I was home with my older sister. By late afternoon, the snow began in earnest. We were sure that mom and dad would be very late getting home, but it didn’t cross our minds that they wouldn’t be home at all. It became apparent that if my sister and I didn’t try to keep the half-mile driveway open, they wouldn’t be able to make it in. It was beginning to get dark as my sister attempted to use the snowblower. My role was to shovel to keep the garage doors clear. It soon became evident that our efforts were in vain. The snow came down more rapidly as time passed and blew from all directions. My sister called my mom to tell her our efforts were useless. Mom said if necessary, they’d walk.

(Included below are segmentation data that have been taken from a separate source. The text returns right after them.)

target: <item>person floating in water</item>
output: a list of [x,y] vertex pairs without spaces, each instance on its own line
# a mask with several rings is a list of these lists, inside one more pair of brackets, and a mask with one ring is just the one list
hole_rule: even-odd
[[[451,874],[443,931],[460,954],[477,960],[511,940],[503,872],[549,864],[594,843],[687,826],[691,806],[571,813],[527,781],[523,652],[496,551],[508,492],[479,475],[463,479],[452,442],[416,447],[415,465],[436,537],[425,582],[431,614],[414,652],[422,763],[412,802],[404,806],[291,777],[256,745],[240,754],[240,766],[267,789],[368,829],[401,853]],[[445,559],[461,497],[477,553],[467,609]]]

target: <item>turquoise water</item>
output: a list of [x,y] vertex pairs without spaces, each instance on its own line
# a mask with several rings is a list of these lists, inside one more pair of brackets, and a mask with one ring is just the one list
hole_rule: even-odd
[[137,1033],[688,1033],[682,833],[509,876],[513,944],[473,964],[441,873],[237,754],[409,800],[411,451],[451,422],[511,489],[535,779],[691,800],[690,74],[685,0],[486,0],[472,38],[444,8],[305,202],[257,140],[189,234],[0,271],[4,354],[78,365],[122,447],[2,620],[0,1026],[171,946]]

Our road was in the middle of two hills. You had to traverse a steep hill no matter which direction you came. Our parents tried valiantly to get up those hills. Finally, they gave in and stayed at friends’ homes. They were safe and would be home the following day. Santa would not be making a stop to deliver presents or decorate our tree.

By morning we had 22.2 inches of snow. So when we got the call that dad was on his way, I made my way out on snowshoes with a pair for dad. Once home, he suited up, hitched the plow to the jeep, and began creating a path for my mom. Throughout the day, we moved snow. I don’t recall opening presents. However, I remember mom’s roasted turkey and the green tablecloth with imprinted red poinsettias.

It was a year without a Santa. Little did I know it was a practice run.

I recall this story because in my role as a Bereavement Group facilitator I am acutely aware of how the holidays can be for those grieving. No matter that decades have passed without my dad since the Christmas of 1970, I still have pangs of grief. Yet, grief is a friend. It reminds us we are human and that love is real.

We grieve the loss of location, job, security, innocence, and loved ones. The journey of grief is different for everyone. Yet, we must be aware of its role in healing and teaching.

Grief has no shelf life. Its process is not linear.

One person’s loss is no greater or lesser than another. Grief is not a competition. It comes with tears, inward screams, resolute despair, and even joy. It feels like the depth of winter with its long and winding road of potholes and ice.

Christmas and other celebrations are tough. But, here are some truths that may help those grieving know we remember them and are aware of their grief.

1. Grief often mixes with joy. There is no guilt or shame in feeling happy and sad simultaneously or not feeling at all.

2. Gatherings are hard. It’s okay not to attend, attend, or leave once you arrive. Each host should offer grace and supportive understanding.

3. Mention the grieving person’s loved one by name.

4. Instead of the words “I’m sorry,” gift a memory jar, box, or stocking full of memories they can open or you can open together.

5. Grief is awkward. Ask what the person expects and clear the way at social gatherings.

6. Allow space for crying and listening. Be comfortable with tears. They cleanse our souls.

7. The greatest gift we can give is our heart. We can’t “fix” or replace grief, but we can assist and be present.